Reo bekam rote Flecken um den Mund.
Condi hatte sogar einen roten Punkt auf seiner hellroten Kappe.
Lillibella musste so lachen, dass ihre bunten Schleifen wackelten.
„Condi! Du hast eine Himbeere auf deinem Käppchen!“
„Wo?“
Er tastete danach.
„Hier?“
„Nein.“
„Hier?“
„Nein!“
Reo prustete los.
„Ganz oben!“
Condi nahm die Kappe ab und betrachtete sie.
„Na und? Jetzt ist sie noch schöner.“
Da lachten alle drei.
Als sie später weiterflogen, blieb Lillibella noch einmal stehen.
„Wartet.“
„Schon wieder?“, fragte Condi.
Lillibella zeigte auf einen kleinen Himbeerstrauch.
An einem Zweig hing nur noch eine einzige reife Himbeere.
„Die lassen wir hier.“
„Warum?“, fragte Reo.
„Vielleicht braucht sie jemand anderes.“
Condi nickte.
„Für einen Vogel?“
„Oder für ein anderes kleines Tier.“
Also ließen sie die letzte Himbeere hängen.
Dann flogen die drei LICHTIs weiter durch den warmen Sommerwald.
Reo vorneweg.
Condi mit schiefem Käppchen hinterher.
Und Lillibella ganz in der Mitte, damit keiner verloren ging.
Und irgendwo hinter ihnen raschelte es im Himbeerstrauch.
Ein kleiner Vogel hatte die letzte Beere entdeckt.
Lillibella lächelte.
Manchmal ist es schön, etwas zu pflücken. Und manchmal ist es noch schöner, etwas zurückzulassen.
🫐 Tante Jolandas Himbeer-Schnee
Du brauchst:
- 250 g Himbeeren
- 250 g Naturjoghurt
- 1–2 EL Honig
- ein wenig Zitronensaft
- ein paar Minzblättchen
So geht’s:
Tante Jolanda gibt die Himbeeren in eine Schüssel.
„Ein paar davon lassen wir ganz“, sagt sie. „Die brauchen wir später zum Verzieren.“
Die übrigen Himbeeren zerdrückt sie vorsichtig mit einer Gabel.
Dann rührt sie den Joghurt mit dem Honig und einem kleinen Spritzer Zitronensaft glatt.
„Und jetzt kommt der wichtigste Teil.“
Condi schaut neugierig über den Schüsselrand.
„Welcher?“
„Probieren!“
Reo ist sofort dabei.
Lillibella lacht.
Tante Jolanda gibt etwas Joghurt in kleine Gläschen, darauf kommen Himbeeren und wieder Joghurt.

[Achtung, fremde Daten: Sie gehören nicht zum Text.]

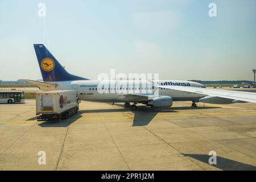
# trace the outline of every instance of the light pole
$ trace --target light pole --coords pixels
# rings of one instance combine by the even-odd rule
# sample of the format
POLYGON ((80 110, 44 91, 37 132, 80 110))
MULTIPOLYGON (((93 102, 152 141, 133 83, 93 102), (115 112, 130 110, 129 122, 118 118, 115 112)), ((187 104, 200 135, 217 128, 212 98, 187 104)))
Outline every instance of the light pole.
POLYGON ((254 75, 254 80, 253 80, 253 85, 254 86, 254 88, 255 88, 255 72, 256 72, 256 69, 253 69, 253 72, 254 75))

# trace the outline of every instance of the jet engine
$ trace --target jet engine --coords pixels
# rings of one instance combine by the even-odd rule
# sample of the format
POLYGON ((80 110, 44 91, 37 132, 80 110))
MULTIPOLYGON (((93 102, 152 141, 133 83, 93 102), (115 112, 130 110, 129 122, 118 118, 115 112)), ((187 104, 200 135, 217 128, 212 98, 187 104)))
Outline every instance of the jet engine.
POLYGON ((172 105, 172 98, 170 96, 160 96, 147 101, 147 105, 152 107, 169 107, 172 105))

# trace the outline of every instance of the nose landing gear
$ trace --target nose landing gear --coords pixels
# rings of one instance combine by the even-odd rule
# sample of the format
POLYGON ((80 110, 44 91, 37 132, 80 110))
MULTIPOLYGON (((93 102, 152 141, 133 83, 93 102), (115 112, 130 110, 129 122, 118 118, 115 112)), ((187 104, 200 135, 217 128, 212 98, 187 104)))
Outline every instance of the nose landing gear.
POLYGON ((193 107, 197 107, 197 106, 196 105, 196 104, 195 101, 192 101, 192 106, 193 107))

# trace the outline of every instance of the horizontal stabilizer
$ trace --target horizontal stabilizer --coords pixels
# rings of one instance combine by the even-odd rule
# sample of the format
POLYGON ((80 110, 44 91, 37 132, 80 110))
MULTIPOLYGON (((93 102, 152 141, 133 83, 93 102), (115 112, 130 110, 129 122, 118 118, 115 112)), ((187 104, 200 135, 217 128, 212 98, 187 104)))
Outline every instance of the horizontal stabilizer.
POLYGON ((23 79, 22 80, 24 80, 28 82, 36 85, 39 86, 47 86, 47 87, 56 87, 59 85, 59 84, 49 84, 49 83, 47 83, 45 82, 27 80, 27 79, 23 79))

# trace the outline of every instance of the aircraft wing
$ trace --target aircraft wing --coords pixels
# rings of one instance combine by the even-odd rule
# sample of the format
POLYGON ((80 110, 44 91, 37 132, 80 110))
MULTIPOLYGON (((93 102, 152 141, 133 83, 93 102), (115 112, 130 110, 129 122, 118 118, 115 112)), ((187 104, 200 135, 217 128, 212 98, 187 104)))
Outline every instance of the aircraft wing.
POLYGON ((130 102, 141 102, 141 101, 147 101, 149 100, 152 99, 155 97, 154 94, 120 94, 119 96, 119 99, 121 100, 130 102))
MULTIPOLYGON (((216 99, 222 98, 230 100, 233 103, 243 102, 240 101, 256 103, 256 93, 172 85, 159 85, 158 87, 184 92, 195 93, 201 94, 202 96, 207 96, 205 98, 209 98, 210 97, 212 100, 215 97, 216 99)), ((204 98, 201 100, 203 100, 204 98)), ((200 100, 199 101, 203 102, 200 100)))
POLYGON ((26 80, 26 79, 23 79, 22 80, 24 80, 28 82, 36 85, 38 86, 47 86, 47 87, 51 87, 51 86, 56 87, 56 86, 58 86, 58 84, 50 84, 50 83, 47 83, 47 82, 45 82, 34 81, 34 80, 26 80))

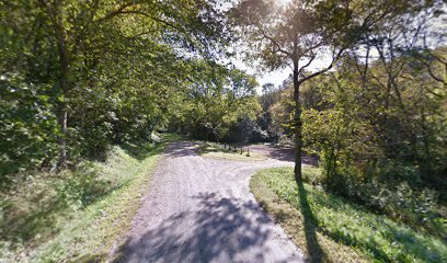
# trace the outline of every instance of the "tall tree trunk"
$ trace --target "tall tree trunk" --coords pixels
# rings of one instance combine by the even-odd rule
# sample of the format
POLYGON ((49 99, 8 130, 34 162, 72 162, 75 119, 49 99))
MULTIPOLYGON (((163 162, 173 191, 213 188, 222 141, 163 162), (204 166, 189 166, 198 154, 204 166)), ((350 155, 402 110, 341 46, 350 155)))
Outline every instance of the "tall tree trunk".
POLYGON ((299 72, 298 72, 298 59, 294 61, 294 101, 295 101, 295 115, 294 115, 294 132, 295 132, 295 181, 300 183, 302 181, 301 173, 301 149, 302 149, 302 123, 301 123, 301 103, 299 101, 299 72))
MULTIPOLYGON (((45 3, 45 1, 44 1, 45 3)), ((59 125, 58 144, 59 144, 59 159, 57 162, 57 170, 60 170, 67 164, 67 122, 68 122, 68 105, 67 95, 70 90, 70 52, 67 44, 67 32, 64 27, 64 20, 61 14, 60 3, 55 2, 53 5, 46 4, 48 13, 50 14, 55 37, 57 41, 57 49, 59 55, 59 92, 57 94, 57 122, 59 125)))

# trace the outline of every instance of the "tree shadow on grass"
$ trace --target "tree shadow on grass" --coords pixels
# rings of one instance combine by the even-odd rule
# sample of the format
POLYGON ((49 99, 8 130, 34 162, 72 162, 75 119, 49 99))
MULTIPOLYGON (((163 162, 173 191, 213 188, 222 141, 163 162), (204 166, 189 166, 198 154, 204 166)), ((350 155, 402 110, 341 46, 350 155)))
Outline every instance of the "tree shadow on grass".
MULTIPOLYGON (((138 239, 127 239, 115 262, 265 262, 271 222, 254 202, 203 193, 197 207, 176 213, 138 239), (251 251, 254 258, 238 256, 251 251)), ((287 262, 286 259, 284 262, 287 262)))
POLYGON ((299 195, 299 205, 300 211, 302 215, 303 224, 305 224, 305 235, 306 235, 306 243, 307 243, 307 251, 309 254, 309 262, 325 262, 328 261, 328 256, 324 251, 321 249, 320 243, 317 239, 317 218, 314 217, 312 209, 310 208, 307 192, 305 190, 305 185, 302 181, 299 180, 297 182, 298 186, 298 195, 299 195))

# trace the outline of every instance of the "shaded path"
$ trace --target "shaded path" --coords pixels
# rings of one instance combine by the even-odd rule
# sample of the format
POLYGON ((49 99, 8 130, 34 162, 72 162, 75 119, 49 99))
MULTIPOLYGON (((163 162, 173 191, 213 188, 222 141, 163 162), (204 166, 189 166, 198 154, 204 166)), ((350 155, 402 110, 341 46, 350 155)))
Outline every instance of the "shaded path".
POLYGON ((249 191, 255 170, 290 164, 215 160, 197 156, 192 142, 171 145, 115 248, 117 262, 302 262, 249 191))

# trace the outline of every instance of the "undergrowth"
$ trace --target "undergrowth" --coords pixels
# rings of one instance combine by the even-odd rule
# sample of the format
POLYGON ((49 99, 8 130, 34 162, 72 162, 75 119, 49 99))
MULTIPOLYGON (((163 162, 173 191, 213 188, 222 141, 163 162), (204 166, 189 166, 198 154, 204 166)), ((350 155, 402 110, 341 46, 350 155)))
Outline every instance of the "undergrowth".
POLYGON ((106 162, 24 176, 1 193, 0 261, 104 260, 128 229, 163 146, 127 144, 114 147, 106 162))
MULTIPOLYGON (((316 172, 303 169, 305 176, 316 172)), ((447 261, 447 244, 440 238, 371 213, 318 186, 297 185, 289 168, 263 170, 252 178, 250 186, 311 261, 447 261)))

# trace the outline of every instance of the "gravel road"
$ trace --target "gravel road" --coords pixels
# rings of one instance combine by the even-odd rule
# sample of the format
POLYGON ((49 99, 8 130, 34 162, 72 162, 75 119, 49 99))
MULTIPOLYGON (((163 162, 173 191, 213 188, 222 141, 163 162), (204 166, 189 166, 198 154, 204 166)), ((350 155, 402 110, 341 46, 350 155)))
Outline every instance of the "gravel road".
POLYGON ((293 163, 203 158, 194 146, 167 148, 116 262, 303 262, 249 191, 256 170, 293 163))

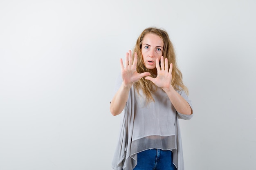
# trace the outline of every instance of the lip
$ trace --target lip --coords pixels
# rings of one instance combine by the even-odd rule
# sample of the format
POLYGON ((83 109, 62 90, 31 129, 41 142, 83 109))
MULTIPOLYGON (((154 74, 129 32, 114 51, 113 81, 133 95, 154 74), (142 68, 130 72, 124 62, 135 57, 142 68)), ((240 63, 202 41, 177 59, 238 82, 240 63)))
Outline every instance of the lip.
POLYGON ((152 60, 147 61, 147 63, 148 65, 153 65, 155 64, 155 62, 152 60))

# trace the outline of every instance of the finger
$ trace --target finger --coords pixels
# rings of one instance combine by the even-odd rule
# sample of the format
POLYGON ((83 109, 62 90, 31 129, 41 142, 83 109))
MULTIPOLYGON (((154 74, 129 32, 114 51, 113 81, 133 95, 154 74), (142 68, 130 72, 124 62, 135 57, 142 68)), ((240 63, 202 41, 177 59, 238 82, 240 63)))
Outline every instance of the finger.
POLYGON ((130 50, 129 50, 128 52, 129 53, 129 64, 132 65, 132 51, 130 50))
POLYGON ((126 68, 127 68, 128 66, 128 64, 129 64, 129 53, 126 53, 126 56, 125 56, 125 67, 126 68))
POLYGON ((164 70, 166 71, 168 71, 168 59, 167 58, 165 58, 164 67, 164 70))
POLYGON ((137 65, 137 61, 138 61, 138 55, 137 55, 137 53, 136 52, 134 53, 134 59, 133 59, 133 63, 132 63, 132 65, 136 66, 137 65))
POLYGON ((155 67, 157 71, 160 71, 160 66, 159 65, 159 59, 157 58, 155 60, 155 67))
POLYGON ((170 64, 170 69, 169 70, 169 74, 171 75, 172 71, 173 71, 173 63, 171 63, 170 64))
POLYGON ((161 56, 161 62, 160 63, 161 64, 161 70, 163 70, 164 69, 164 57, 161 56))
POLYGON ((123 59, 120 58, 120 64, 121 66, 121 70, 123 70, 124 69, 124 64, 123 63, 123 59))

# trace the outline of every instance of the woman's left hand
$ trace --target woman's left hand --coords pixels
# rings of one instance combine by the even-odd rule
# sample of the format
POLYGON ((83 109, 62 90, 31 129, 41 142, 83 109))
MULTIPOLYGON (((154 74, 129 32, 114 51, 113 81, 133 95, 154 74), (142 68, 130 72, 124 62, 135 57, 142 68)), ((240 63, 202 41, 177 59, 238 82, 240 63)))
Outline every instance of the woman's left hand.
POLYGON ((154 78, 150 76, 147 76, 146 79, 151 81, 157 86, 165 89, 169 89, 171 86, 171 83, 172 80, 172 70, 173 64, 170 64, 170 69, 168 70, 168 59, 165 59, 165 63, 164 62, 164 57, 160 58, 161 68, 159 65, 158 58, 156 60, 156 67, 157 71, 157 76, 154 78))

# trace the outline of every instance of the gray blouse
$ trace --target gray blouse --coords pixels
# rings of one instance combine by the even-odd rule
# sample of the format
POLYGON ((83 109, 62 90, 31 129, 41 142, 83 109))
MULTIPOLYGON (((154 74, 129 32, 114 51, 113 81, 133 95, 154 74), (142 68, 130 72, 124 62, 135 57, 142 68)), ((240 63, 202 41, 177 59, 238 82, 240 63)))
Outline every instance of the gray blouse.
MULTIPOLYGON (((115 93, 121 84, 121 77, 117 83, 115 93)), ((177 92, 192 108, 186 93, 183 90, 177 92)), ((189 119, 193 115, 177 112, 161 88, 152 96, 155 102, 146 104, 143 92, 131 88, 122 113, 121 129, 112 162, 114 170, 132 170, 137 164, 137 153, 152 148, 172 150, 177 169, 184 169, 178 119, 189 119)))

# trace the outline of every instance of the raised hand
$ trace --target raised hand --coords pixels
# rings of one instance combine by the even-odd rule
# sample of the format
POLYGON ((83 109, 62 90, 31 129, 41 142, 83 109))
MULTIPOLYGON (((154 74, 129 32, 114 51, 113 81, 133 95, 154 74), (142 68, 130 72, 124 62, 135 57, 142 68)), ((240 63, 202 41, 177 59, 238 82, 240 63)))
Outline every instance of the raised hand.
POLYGON ((123 60, 120 59, 120 64, 121 66, 121 73, 123 82, 125 85, 130 85, 144 76, 150 75, 149 72, 144 72, 142 73, 138 73, 137 71, 136 65, 137 61, 137 55, 135 52, 134 54, 134 59, 133 63, 132 63, 132 51, 129 50, 128 53, 126 53, 125 60, 125 65, 124 66, 123 60))
POLYGON ((157 76, 154 78, 151 77, 146 77, 146 79, 151 81, 157 86, 162 88, 164 91, 165 89, 170 88, 172 80, 172 70, 173 64, 170 64, 170 69, 168 70, 168 59, 165 59, 165 63, 164 62, 164 57, 162 56, 161 60, 161 68, 159 65, 159 60, 157 58, 156 67, 157 71, 157 76))

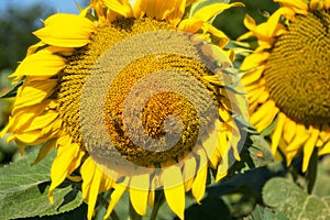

Zum Schluss legt sie auf jedes Gläschen eine ganze Himbeere und ein kleines Minzblatt.
„Fertig!“
Condi betrachtet sein Gläschen.
„Warum heißt das eigentlich Himbeer-Schnee?“
Tante Jolanda lächelt.
„Weil der weiße Joghurt zwischen den roten Himbeeren aussieht wie kleine Schneefelder im Sommer.“
Reo nimmt seinen ersten Löffel.
„Mmmmh!“
Lillibella nickt glücklich.
Und Condi sagt mit vollem Mund:
„Das machen wir morgen wieder!“
Tante Jolanda lacht.
„Dann müsst ihr aber vorher neue Himbeeren pflücken.“
🫐 Tante Jolandas Tipp:
Wenn die Himbeeren schön reif und süß sind, braucht man gar nicht viel. Manchmal sind die einfachsten Sachen die besten.